According to Chinese tipster Digital Chat Station, the sensor will be a part of Sony’s IMX8 series.
Numerous Samsung smartphones already sport a 108MP ISCOELL sensor, and Samsung is already working on a 200MP ISOCELL HP3 sensor, so Sony’s newest sensor might be defunct before it arrives.
“We’re conducting R&D feeling an intense threat”, Terushi Shimizu, the President and CEO of Sony Semiconductor Solutions, said to reporters late last week.
Sony has suffered a fall in sensor market share since sanctions saw it lose lucrative client Huawei.
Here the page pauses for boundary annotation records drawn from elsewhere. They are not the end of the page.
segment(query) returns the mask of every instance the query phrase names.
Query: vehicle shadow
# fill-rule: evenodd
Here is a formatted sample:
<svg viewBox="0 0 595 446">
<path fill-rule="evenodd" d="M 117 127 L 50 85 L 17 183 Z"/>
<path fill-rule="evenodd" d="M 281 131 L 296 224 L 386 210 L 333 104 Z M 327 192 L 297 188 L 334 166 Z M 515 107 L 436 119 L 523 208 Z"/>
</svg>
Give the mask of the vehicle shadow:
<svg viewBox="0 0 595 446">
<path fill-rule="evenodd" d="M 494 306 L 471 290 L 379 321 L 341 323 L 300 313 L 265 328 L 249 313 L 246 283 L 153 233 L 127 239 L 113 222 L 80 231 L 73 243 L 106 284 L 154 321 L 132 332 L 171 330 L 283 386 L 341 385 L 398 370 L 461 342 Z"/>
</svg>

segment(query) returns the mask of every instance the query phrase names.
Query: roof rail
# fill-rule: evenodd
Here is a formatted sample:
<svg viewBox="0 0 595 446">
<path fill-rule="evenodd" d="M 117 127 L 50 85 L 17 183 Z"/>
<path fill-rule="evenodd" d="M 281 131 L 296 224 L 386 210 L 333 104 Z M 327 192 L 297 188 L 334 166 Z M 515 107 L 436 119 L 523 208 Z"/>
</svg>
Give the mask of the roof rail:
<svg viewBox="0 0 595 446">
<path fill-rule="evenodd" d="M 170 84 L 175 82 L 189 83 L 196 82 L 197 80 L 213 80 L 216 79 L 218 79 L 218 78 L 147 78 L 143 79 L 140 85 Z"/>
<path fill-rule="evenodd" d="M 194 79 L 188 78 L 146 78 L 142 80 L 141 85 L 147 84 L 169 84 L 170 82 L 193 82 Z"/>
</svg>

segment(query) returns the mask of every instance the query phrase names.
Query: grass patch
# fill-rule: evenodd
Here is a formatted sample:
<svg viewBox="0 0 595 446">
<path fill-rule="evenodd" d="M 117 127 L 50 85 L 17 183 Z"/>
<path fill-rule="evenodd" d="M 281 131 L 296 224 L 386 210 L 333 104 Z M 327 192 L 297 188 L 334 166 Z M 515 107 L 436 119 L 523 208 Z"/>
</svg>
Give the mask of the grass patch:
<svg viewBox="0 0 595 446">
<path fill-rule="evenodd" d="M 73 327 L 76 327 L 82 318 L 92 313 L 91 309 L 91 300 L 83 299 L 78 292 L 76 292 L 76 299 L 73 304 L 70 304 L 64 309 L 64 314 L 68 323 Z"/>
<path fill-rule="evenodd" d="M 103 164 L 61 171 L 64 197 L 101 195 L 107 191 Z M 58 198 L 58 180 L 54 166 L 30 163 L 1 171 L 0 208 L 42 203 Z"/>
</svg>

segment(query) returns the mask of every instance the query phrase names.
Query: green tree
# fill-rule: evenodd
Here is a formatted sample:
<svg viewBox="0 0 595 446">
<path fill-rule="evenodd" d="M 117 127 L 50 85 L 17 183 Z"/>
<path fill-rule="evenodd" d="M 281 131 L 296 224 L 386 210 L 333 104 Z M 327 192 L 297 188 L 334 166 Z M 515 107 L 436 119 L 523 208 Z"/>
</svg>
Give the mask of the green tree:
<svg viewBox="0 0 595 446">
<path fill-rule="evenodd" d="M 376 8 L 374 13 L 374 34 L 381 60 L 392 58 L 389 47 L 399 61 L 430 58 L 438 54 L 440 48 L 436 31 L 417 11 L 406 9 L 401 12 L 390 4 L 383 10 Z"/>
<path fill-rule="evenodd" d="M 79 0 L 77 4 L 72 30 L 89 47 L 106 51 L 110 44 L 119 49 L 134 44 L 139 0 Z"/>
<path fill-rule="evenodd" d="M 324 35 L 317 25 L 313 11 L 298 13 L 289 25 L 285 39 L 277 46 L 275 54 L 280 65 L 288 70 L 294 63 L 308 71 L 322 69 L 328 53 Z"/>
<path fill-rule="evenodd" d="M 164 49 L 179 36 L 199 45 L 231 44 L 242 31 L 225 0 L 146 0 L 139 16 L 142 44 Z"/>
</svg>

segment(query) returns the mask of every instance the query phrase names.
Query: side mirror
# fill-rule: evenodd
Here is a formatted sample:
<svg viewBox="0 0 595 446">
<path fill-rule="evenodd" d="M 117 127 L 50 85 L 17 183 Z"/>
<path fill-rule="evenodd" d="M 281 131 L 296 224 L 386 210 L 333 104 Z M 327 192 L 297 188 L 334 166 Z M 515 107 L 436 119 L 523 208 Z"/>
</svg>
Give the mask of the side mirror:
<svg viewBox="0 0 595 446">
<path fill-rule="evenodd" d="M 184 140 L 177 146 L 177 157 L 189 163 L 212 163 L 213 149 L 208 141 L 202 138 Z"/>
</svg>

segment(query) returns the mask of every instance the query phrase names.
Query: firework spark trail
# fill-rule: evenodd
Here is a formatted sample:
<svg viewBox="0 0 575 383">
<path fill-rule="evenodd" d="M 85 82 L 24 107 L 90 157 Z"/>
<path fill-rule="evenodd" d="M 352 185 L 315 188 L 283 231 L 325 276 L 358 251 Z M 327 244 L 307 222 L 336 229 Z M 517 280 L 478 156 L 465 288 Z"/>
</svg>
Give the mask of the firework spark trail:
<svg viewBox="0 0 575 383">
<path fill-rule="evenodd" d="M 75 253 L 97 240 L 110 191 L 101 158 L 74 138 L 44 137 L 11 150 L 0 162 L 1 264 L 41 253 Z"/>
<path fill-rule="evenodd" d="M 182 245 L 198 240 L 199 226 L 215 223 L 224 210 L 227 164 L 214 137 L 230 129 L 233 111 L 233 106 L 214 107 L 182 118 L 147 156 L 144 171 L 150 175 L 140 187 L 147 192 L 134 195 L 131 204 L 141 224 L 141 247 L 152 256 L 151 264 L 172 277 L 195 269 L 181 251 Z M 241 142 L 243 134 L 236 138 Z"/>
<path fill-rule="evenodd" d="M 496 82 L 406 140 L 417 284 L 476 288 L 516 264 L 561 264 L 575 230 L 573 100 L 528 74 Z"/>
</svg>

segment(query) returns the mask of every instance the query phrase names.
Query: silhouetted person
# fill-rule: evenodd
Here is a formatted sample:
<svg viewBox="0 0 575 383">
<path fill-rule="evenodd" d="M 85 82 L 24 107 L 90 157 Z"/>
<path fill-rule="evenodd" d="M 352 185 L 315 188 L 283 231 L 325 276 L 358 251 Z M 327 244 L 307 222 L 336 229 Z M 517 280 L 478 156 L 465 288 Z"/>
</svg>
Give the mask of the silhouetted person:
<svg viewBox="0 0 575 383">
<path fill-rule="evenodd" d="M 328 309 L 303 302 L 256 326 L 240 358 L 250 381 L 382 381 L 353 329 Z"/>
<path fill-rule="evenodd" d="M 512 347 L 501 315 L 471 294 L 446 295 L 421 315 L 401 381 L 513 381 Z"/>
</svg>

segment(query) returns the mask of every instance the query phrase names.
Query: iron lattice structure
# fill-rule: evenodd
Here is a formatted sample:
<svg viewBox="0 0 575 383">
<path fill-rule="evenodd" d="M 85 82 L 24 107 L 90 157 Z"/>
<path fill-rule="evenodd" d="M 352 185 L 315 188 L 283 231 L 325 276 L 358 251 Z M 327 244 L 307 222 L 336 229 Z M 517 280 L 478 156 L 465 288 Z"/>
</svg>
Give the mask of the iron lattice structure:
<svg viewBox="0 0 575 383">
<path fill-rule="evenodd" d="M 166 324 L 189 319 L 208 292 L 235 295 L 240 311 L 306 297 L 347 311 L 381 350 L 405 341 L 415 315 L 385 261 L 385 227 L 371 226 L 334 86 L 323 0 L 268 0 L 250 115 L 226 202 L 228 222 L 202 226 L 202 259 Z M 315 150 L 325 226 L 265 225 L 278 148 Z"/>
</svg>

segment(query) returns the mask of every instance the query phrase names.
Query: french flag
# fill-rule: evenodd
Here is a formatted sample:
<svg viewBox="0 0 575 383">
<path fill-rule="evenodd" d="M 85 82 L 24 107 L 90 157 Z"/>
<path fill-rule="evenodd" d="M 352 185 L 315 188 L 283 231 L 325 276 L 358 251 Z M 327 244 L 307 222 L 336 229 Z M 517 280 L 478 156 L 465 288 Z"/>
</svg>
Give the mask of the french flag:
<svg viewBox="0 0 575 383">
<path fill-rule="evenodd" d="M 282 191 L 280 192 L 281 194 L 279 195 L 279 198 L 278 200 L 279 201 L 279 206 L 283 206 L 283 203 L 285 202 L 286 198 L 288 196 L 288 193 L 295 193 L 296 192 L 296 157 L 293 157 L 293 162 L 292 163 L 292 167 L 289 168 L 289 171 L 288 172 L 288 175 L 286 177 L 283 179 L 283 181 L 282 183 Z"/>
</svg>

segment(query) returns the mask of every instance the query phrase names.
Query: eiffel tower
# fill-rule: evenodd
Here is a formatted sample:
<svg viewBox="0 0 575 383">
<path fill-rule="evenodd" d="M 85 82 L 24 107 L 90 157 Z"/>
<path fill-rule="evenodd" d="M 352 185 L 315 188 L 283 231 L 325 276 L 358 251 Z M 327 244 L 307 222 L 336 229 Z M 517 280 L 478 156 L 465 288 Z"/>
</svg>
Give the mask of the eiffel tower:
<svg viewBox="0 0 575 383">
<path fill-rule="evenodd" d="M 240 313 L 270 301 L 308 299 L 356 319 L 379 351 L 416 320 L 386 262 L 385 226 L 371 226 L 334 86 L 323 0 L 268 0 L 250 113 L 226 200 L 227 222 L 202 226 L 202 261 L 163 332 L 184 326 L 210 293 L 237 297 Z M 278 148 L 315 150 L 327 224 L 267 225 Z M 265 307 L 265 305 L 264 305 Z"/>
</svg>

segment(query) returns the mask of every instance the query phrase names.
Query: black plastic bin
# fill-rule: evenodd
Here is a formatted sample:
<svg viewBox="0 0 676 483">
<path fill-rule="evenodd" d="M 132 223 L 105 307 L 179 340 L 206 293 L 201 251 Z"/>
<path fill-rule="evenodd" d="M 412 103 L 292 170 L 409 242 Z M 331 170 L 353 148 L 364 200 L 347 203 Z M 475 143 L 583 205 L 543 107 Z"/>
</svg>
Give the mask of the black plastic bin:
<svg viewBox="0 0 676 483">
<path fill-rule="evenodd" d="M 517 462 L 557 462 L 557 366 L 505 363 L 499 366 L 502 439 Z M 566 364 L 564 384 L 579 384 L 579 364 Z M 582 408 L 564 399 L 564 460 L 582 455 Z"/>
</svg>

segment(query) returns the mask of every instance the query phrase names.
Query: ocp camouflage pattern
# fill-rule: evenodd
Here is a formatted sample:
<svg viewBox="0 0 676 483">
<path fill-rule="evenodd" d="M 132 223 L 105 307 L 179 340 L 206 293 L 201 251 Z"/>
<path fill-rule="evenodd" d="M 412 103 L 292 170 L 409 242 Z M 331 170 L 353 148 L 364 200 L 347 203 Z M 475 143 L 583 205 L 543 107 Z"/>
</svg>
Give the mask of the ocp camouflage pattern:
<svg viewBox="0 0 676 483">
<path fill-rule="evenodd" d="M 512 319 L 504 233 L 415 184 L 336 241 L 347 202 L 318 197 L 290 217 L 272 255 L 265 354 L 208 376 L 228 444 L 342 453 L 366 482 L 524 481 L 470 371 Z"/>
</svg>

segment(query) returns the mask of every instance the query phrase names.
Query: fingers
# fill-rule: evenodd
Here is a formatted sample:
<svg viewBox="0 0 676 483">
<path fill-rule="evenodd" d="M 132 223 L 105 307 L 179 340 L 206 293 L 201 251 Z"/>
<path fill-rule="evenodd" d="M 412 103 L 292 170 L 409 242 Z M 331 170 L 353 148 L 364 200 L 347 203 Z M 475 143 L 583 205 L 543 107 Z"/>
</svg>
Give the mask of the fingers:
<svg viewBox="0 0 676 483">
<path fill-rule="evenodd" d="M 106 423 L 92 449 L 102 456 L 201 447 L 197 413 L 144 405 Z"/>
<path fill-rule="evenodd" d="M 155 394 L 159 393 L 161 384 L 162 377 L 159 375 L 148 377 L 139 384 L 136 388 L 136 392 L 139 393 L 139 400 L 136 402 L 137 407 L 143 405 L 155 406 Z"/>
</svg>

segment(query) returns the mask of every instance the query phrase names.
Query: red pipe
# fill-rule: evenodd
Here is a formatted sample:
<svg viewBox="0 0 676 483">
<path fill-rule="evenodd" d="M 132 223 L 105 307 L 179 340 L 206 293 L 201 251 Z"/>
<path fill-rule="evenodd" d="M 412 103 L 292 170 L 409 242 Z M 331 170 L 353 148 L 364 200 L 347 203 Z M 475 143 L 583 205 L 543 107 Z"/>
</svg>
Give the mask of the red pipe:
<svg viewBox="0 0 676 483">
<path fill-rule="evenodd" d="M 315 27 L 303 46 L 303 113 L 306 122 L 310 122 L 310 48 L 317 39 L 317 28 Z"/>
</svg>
Its global market has fallen from 53 per cent in FY19 to just 43 per cent in FY21.
Samsung, by comparison, now has 18.5 per cent in the market, which is likely to rise as the new iPhone 14 range, which features Samsung camera sensors, arrives.
Sony is targeting a market share of 60 per cent by 2025, by expanding its main image sensor plant in Nagasaki, and focusing the majority of its FY22 budget on semiconductors, with an increase of 35 per cent of spending in this area.
Shimizu gave a presentation earlier this month in which he revealed “we expect that still images from phones will exceed the image quality of single-lens reflex cameras within the next few years”.